No election do-overs: Wisconsin judge overrules regulators on spoiling ballots
Wisconsin Elections Commission had said that people can vote a second time if they change their mind.
Voters in Wisconsin don’t get a do-over once they’ve turned in their ballot.
A judge in Waukesha on Thursday overruled the Wisconsin Elections Commission’s guidance that people can vote a second time if they change their mind.
Wisconsin law allows voters to "spoil" their ballots and get a second ballot, but Judge Brad Schimel said that law applies before voters submit their ballots. Once that happens, Schimel ruled, those votes are final.
The issue became a problem in August when a number of Democratic candidates for U.S. Senate and one of the Republicans running for governor dropped out of the race but still appeared on the ballot.
The Elections Commission made it clear for the August primary that if voters cast a ballot for one of those candidates, they could get a new ballot and vote again.

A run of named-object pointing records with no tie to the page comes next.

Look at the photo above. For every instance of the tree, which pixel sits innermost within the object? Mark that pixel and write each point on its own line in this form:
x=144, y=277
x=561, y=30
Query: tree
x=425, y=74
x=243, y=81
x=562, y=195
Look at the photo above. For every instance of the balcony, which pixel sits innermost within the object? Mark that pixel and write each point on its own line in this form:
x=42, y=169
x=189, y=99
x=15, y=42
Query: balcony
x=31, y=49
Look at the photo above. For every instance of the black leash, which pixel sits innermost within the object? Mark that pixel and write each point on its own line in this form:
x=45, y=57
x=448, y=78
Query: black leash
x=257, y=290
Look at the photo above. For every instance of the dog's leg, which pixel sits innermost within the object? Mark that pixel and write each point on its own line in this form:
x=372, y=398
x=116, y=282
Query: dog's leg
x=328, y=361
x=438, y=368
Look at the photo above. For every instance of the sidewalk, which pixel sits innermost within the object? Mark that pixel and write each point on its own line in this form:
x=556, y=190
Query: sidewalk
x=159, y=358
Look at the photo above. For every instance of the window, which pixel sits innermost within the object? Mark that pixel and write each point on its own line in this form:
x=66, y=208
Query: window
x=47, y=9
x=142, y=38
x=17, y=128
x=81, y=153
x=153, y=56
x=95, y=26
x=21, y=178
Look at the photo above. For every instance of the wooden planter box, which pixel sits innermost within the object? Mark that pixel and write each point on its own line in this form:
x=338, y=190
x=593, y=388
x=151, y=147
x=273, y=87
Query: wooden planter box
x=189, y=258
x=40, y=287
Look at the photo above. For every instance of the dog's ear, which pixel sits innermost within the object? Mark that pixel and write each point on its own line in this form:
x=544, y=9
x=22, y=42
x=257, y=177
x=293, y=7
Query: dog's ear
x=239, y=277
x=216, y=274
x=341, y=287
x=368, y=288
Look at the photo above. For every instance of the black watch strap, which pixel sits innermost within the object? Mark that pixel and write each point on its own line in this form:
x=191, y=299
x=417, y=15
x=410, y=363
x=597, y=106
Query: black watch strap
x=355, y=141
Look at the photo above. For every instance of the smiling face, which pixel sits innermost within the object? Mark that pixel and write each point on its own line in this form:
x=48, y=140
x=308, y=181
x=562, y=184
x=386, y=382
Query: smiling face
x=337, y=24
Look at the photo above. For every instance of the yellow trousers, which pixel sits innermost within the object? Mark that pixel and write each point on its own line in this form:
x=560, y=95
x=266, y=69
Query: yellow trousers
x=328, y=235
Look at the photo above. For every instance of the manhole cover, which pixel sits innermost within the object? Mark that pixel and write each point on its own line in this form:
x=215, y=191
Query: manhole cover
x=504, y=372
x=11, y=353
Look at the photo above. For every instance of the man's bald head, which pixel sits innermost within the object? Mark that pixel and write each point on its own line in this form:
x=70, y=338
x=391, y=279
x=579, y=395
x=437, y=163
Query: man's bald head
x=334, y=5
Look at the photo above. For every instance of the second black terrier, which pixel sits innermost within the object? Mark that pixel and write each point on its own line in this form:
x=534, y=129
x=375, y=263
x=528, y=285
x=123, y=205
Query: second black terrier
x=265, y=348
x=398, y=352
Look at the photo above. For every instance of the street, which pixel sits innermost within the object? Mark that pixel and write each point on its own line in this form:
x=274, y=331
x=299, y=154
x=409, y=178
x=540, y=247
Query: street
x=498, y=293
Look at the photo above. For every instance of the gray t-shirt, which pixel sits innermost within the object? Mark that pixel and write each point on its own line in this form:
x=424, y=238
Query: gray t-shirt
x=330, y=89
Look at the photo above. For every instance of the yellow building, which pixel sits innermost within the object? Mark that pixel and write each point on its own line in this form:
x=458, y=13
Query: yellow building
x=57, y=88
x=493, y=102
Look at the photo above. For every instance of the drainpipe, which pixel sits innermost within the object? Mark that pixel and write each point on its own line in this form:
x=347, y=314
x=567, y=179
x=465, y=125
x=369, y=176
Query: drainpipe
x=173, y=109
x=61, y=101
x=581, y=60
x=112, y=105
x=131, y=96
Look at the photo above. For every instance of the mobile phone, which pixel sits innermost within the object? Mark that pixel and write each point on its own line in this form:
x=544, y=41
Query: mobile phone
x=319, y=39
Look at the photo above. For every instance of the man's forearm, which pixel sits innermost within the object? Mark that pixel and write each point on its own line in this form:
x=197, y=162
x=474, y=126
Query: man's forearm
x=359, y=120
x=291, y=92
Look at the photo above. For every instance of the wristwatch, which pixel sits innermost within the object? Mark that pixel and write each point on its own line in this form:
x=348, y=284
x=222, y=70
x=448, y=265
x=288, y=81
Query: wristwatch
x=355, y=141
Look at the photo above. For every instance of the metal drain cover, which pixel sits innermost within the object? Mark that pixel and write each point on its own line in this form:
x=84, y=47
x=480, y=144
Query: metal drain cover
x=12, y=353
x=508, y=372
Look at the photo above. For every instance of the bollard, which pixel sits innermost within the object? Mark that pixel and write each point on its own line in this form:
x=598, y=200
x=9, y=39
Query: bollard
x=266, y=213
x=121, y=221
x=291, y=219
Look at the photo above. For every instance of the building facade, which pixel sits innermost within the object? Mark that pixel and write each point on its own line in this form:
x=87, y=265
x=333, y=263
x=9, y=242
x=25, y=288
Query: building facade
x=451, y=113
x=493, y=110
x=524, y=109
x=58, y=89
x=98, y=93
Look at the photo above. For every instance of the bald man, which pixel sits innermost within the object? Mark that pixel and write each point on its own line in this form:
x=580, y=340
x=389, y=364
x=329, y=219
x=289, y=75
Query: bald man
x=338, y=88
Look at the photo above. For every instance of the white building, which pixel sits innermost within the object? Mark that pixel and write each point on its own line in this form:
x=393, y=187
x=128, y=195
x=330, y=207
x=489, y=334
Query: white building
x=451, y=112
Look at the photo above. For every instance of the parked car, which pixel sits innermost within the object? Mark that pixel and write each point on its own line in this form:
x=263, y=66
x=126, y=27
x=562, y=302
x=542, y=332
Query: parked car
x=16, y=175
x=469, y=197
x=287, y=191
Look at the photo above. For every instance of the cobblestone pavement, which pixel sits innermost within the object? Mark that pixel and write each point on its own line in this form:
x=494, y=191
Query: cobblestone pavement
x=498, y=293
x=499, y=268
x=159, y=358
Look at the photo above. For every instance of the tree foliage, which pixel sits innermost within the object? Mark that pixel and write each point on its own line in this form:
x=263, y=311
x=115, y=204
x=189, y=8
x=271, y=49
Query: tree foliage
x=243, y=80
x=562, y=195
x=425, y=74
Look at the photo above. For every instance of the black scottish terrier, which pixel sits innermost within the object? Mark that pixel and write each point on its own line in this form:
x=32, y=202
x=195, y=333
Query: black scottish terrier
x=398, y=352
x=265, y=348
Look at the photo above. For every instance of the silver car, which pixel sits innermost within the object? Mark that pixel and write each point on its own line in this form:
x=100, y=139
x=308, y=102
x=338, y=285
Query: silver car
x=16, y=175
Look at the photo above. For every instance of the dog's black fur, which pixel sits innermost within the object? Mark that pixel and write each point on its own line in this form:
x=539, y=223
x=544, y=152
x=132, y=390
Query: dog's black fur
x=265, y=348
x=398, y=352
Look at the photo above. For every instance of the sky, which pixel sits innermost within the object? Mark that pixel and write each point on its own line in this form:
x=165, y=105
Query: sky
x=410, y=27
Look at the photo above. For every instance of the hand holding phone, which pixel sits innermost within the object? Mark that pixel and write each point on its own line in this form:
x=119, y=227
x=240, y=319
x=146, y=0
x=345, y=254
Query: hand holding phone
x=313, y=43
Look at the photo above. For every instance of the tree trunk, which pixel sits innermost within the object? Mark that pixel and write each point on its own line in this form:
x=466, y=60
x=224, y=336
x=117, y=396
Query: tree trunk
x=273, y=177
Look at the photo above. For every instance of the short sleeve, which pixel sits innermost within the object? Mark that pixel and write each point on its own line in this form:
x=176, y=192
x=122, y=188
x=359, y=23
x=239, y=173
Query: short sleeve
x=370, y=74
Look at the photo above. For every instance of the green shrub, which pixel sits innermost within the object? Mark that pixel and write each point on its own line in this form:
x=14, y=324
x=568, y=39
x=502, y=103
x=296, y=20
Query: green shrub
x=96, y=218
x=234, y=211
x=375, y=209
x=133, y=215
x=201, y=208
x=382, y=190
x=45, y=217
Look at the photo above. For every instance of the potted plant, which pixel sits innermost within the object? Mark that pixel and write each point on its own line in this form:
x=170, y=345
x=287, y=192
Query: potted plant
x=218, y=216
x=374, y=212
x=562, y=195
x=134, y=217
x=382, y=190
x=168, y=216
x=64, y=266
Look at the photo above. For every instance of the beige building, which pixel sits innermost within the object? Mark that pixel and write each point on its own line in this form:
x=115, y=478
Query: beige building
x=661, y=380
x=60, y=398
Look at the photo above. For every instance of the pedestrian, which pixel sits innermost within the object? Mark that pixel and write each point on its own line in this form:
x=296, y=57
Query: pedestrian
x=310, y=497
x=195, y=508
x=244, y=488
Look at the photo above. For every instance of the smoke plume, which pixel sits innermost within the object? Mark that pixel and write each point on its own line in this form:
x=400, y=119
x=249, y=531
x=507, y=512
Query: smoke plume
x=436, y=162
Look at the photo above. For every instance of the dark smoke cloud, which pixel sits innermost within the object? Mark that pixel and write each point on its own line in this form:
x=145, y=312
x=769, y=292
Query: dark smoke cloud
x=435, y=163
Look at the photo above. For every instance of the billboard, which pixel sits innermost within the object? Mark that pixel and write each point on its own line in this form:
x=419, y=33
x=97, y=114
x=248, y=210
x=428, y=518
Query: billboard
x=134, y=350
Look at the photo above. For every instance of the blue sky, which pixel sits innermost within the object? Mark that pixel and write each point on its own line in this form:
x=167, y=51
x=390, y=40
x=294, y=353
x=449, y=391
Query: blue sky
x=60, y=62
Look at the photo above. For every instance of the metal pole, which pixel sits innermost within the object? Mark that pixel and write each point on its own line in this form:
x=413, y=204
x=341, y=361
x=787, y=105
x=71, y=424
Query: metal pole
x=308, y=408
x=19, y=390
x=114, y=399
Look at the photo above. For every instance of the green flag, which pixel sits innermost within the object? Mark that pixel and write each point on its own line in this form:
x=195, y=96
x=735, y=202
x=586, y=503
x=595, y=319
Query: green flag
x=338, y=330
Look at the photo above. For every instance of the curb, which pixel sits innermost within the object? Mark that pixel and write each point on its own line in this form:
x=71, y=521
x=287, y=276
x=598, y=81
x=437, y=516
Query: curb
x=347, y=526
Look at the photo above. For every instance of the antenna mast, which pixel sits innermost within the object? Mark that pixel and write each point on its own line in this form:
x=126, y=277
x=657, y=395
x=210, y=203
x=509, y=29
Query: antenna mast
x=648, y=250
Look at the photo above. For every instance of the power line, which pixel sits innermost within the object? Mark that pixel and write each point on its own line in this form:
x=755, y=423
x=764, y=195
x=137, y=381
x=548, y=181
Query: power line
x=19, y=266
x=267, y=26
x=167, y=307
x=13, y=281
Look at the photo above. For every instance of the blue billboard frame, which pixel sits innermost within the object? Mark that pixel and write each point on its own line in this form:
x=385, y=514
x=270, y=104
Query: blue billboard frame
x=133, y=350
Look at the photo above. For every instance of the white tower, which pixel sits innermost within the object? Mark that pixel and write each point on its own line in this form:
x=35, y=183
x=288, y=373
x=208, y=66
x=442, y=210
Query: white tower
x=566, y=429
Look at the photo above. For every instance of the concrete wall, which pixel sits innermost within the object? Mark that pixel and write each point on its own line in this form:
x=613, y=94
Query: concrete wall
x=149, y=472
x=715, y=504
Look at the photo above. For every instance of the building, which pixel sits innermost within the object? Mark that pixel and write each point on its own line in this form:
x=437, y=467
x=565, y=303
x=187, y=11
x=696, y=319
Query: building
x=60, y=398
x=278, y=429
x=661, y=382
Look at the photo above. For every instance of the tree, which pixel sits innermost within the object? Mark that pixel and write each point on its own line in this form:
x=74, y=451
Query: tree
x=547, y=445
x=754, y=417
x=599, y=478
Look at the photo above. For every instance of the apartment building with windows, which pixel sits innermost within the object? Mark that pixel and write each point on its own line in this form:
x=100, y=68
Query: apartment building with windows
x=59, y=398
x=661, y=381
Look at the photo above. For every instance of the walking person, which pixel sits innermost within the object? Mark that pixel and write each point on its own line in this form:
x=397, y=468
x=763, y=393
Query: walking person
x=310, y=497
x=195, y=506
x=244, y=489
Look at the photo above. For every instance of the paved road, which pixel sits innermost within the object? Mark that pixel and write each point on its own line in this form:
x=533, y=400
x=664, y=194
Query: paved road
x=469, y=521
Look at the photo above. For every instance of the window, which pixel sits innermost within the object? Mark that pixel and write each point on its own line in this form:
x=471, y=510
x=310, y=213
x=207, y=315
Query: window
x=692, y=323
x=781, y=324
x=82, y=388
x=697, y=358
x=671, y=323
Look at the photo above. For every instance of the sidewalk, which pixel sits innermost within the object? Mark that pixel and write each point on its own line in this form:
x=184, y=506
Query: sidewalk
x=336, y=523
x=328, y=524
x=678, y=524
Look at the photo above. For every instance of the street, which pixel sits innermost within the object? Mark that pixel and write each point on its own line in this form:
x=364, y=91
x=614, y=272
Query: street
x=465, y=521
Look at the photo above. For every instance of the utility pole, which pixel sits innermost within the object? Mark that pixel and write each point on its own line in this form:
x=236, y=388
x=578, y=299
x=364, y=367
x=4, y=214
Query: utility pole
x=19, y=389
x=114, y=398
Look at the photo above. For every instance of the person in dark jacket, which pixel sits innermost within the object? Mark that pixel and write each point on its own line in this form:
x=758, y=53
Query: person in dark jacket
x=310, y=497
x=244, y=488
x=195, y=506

A group called Restoring Integrity and Trust in Elections filed the lawsuit last month. The case is on behalf of a Brookfield voter named Nancy Kormanik.
RITE was created this summer by former U.S. Attorney General Bill Barr and longtime Republican strategist Karl Rove. They've also filed lawsuits over election laws in Arizona and Pennsylvania.
Judge Schimel, who used to be Wisconsin’s Attorney General, ordered WEC to rescind its ballot spoiling guidance as soon as possible.
This is the latest defeat for Wisconsin’s Elections Commission. Judges have also overruled WEC on absentee drop boxes, the curing of ballots, and a judge ruled earlier this week that WEC’s administrators and staff members have no power to issue any kind of election guidance on their own.
Some Republican lawmakers in Wisconsin want to get rid of the Elections Commission altogether.